Now let’s interpret the model parameters. We can either examine the coefficients from above or we can use the coef() function as below.
## (Intercept) gala$Endemics gala$Area gala$Nearest
## 2.8678751411 0.0355078212 -0.0000454177 0.0092886047
The regression parameter of 0.0355 for Endemics indicates that a one-unit increase in the variable is associated with a 0.04 increase in the log mean number of Species, holding other variables constant.However, it is much easier to interpret the regression coefficients in the original scale of the dependent variable (number of Species, rather than log number of Species).

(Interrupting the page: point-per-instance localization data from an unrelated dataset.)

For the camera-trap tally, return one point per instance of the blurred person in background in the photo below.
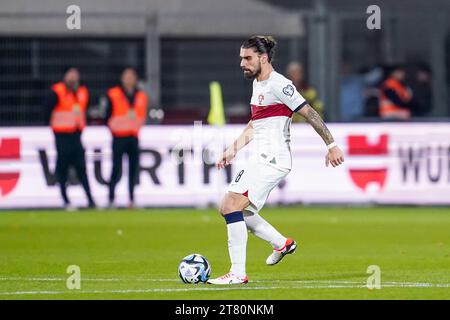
(395, 96)
(296, 73)
(352, 90)
(66, 105)
(126, 114)
(422, 92)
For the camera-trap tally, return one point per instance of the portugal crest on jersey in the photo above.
(260, 98)
(288, 90)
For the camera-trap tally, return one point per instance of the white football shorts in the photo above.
(256, 180)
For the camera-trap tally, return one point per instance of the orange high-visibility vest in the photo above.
(69, 114)
(126, 120)
(387, 107)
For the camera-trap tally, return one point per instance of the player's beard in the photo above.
(252, 75)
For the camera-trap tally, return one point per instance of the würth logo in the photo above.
(9, 151)
(358, 146)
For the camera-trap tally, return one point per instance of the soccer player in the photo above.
(273, 103)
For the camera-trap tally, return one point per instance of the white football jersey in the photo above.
(273, 103)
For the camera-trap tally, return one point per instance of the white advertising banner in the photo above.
(388, 163)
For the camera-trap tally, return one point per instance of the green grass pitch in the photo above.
(134, 254)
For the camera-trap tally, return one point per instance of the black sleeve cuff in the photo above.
(301, 106)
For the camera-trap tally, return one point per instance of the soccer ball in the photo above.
(194, 268)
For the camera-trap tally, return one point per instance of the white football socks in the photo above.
(264, 230)
(237, 242)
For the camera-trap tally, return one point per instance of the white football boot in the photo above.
(229, 278)
(278, 254)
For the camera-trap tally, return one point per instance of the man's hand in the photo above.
(226, 158)
(334, 156)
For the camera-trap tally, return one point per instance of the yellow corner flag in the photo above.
(216, 114)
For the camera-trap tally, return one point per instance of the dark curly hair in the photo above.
(261, 44)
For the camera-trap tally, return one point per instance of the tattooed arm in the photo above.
(334, 155)
(228, 155)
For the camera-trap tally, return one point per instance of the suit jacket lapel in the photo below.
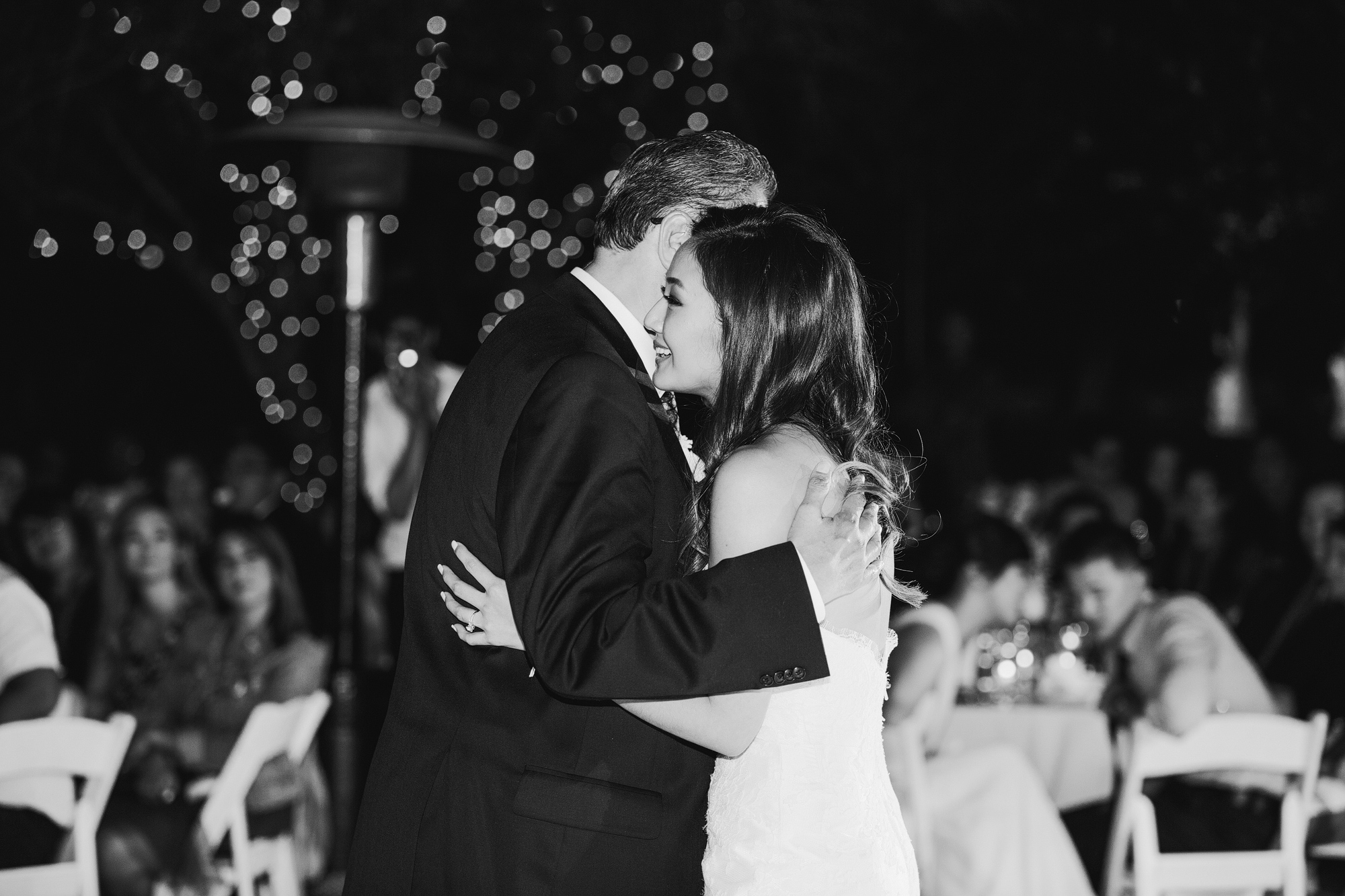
(575, 294)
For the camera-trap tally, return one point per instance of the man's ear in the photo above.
(675, 231)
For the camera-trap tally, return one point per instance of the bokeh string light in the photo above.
(527, 235)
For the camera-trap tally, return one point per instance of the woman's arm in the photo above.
(753, 507)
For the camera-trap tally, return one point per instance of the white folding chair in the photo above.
(1221, 743)
(905, 747)
(271, 729)
(76, 747)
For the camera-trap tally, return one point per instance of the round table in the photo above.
(1069, 745)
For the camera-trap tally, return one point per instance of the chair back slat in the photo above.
(271, 729)
(64, 747)
(83, 747)
(1239, 741)
(1245, 741)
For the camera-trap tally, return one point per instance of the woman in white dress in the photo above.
(765, 318)
(996, 831)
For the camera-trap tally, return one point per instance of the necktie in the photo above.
(664, 407)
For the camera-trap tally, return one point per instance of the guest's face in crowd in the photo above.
(687, 327)
(249, 478)
(244, 573)
(1203, 503)
(1323, 503)
(1161, 474)
(185, 483)
(52, 544)
(1106, 594)
(150, 546)
(1334, 565)
(1008, 592)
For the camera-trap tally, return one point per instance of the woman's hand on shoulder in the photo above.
(485, 618)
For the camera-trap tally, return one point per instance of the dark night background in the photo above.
(1086, 186)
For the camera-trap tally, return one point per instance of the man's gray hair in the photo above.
(693, 170)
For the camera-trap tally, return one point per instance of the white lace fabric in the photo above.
(809, 806)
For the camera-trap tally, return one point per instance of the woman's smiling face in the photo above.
(687, 331)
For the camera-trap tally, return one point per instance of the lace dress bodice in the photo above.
(809, 806)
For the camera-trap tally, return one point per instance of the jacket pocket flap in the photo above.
(588, 803)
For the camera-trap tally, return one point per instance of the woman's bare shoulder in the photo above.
(783, 456)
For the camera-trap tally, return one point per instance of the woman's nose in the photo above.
(654, 321)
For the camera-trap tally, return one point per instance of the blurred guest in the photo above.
(996, 831)
(1101, 467)
(1274, 490)
(34, 811)
(1211, 557)
(1172, 661)
(14, 479)
(1324, 503)
(1308, 658)
(266, 654)
(403, 405)
(186, 489)
(59, 560)
(1161, 495)
(1070, 510)
(155, 663)
(251, 487)
(1276, 563)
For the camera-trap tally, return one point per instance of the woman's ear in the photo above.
(675, 231)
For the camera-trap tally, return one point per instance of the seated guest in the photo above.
(251, 486)
(1172, 661)
(266, 654)
(1308, 659)
(57, 559)
(34, 811)
(154, 661)
(224, 667)
(403, 405)
(1324, 503)
(186, 489)
(996, 831)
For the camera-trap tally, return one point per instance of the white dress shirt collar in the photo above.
(634, 329)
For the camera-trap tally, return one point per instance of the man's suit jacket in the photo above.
(551, 466)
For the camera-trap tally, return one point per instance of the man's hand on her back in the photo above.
(844, 551)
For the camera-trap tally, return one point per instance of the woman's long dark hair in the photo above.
(796, 352)
(287, 615)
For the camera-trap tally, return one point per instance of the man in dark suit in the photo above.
(559, 464)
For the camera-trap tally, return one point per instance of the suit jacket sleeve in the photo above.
(575, 517)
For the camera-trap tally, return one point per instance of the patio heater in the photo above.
(358, 169)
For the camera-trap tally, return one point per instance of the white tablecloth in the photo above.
(1070, 747)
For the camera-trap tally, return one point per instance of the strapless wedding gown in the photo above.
(809, 807)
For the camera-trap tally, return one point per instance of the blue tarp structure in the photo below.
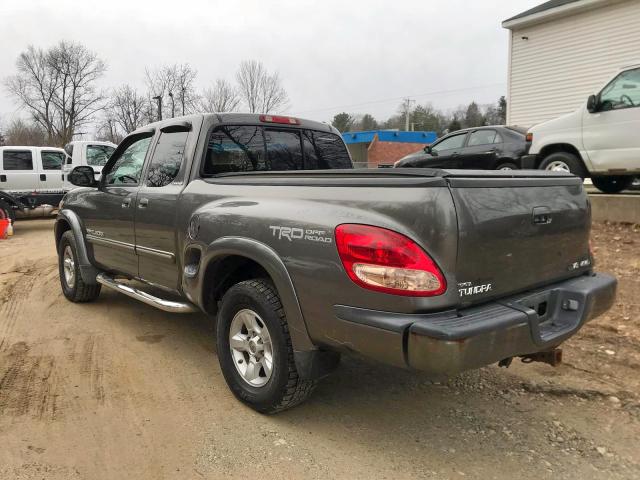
(389, 136)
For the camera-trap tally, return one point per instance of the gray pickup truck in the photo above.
(261, 222)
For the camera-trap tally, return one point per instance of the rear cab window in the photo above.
(17, 160)
(247, 148)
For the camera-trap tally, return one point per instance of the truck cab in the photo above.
(86, 153)
(599, 139)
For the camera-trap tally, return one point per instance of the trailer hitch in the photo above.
(551, 357)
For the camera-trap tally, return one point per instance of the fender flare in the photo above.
(275, 267)
(87, 271)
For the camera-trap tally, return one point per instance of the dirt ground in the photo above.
(117, 389)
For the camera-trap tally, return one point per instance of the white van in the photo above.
(31, 169)
(601, 139)
(87, 153)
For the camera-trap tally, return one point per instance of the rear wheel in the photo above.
(255, 350)
(564, 162)
(73, 287)
(612, 183)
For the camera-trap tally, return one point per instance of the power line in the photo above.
(372, 102)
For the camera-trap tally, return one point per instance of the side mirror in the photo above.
(82, 177)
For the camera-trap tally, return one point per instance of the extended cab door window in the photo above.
(127, 168)
(235, 149)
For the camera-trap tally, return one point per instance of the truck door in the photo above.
(446, 153)
(19, 171)
(610, 134)
(108, 213)
(51, 162)
(156, 208)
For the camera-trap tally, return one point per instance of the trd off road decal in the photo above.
(297, 233)
(467, 288)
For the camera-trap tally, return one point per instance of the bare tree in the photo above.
(127, 108)
(222, 97)
(57, 87)
(260, 91)
(25, 133)
(175, 85)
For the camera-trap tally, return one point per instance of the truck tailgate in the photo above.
(518, 231)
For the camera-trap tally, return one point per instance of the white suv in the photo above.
(601, 139)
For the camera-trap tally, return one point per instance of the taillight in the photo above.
(279, 119)
(386, 261)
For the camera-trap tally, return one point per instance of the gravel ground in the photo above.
(117, 389)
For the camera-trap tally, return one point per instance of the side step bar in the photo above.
(166, 305)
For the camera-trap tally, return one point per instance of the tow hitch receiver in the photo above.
(552, 357)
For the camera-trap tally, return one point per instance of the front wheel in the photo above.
(564, 162)
(612, 183)
(73, 287)
(255, 350)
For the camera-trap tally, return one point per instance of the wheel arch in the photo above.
(69, 220)
(229, 260)
(559, 148)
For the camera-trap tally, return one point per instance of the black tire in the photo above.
(7, 211)
(78, 291)
(612, 183)
(573, 163)
(507, 166)
(284, 389)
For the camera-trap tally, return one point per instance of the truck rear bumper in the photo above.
(450, 342)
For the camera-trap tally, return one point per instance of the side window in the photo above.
(235, 149)
(622, 92)
(167, 159)
(17, 160)
(483, 137)
(128, 167)
(324, 151)
(52, 160)
(98, 155)
(284, 151)
(450, 143)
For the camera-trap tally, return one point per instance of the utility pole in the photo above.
(406, 106)
(159, 100)
(173, 105)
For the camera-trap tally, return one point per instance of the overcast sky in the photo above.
(333, 56)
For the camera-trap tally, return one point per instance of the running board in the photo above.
(144, 297)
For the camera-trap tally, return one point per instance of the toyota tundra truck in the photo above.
(261, 222)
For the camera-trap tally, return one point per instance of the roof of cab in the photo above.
(235, 118)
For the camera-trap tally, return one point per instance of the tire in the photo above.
(272, 392)
(73, 287)
(507, 166)
(7, 211)
(564, 161)
(612, 183)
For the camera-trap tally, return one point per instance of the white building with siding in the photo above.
(562, 51)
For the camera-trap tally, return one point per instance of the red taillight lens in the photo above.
(279, 119)
(386, 261)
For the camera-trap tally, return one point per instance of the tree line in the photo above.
(58, 88)
(427, 118)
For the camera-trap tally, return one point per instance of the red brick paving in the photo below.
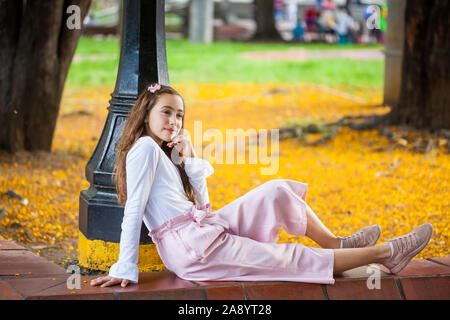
(24, 275)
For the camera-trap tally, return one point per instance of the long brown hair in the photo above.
(133, 129)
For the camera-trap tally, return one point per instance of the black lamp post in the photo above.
(142, 60)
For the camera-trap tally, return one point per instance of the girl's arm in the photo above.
(198, 170)
(141, 163)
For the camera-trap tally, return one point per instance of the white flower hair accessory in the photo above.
(154, 88)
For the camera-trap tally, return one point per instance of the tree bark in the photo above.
(36, 49)
(265, 22)
(424, 100)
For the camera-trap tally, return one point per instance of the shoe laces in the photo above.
(353, 239)
(405, 242)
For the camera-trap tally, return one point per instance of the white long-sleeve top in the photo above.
(155, 194)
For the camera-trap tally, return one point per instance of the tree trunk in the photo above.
(265, 22)
(36, 48)
(424, 100)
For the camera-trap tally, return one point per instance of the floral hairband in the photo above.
(154, 88)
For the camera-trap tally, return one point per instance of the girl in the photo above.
(162, 182)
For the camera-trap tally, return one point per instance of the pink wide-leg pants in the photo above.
(238, 241)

## (Intercept) gala$Endemics gala$Area gala$Nearest
## 17.5995818 1.0361458 0.9999546 1.0093319
Using the above steps, we obtained a Poisson regression model for predicting the number of plant species on the Galapagos Islands.From the above findings, I can say that one unit increase in Area multiples the expected number of species by 0.9999, and a unit increase in the number of endemic species represented by Endemics multiplies the number of species by 1.0361.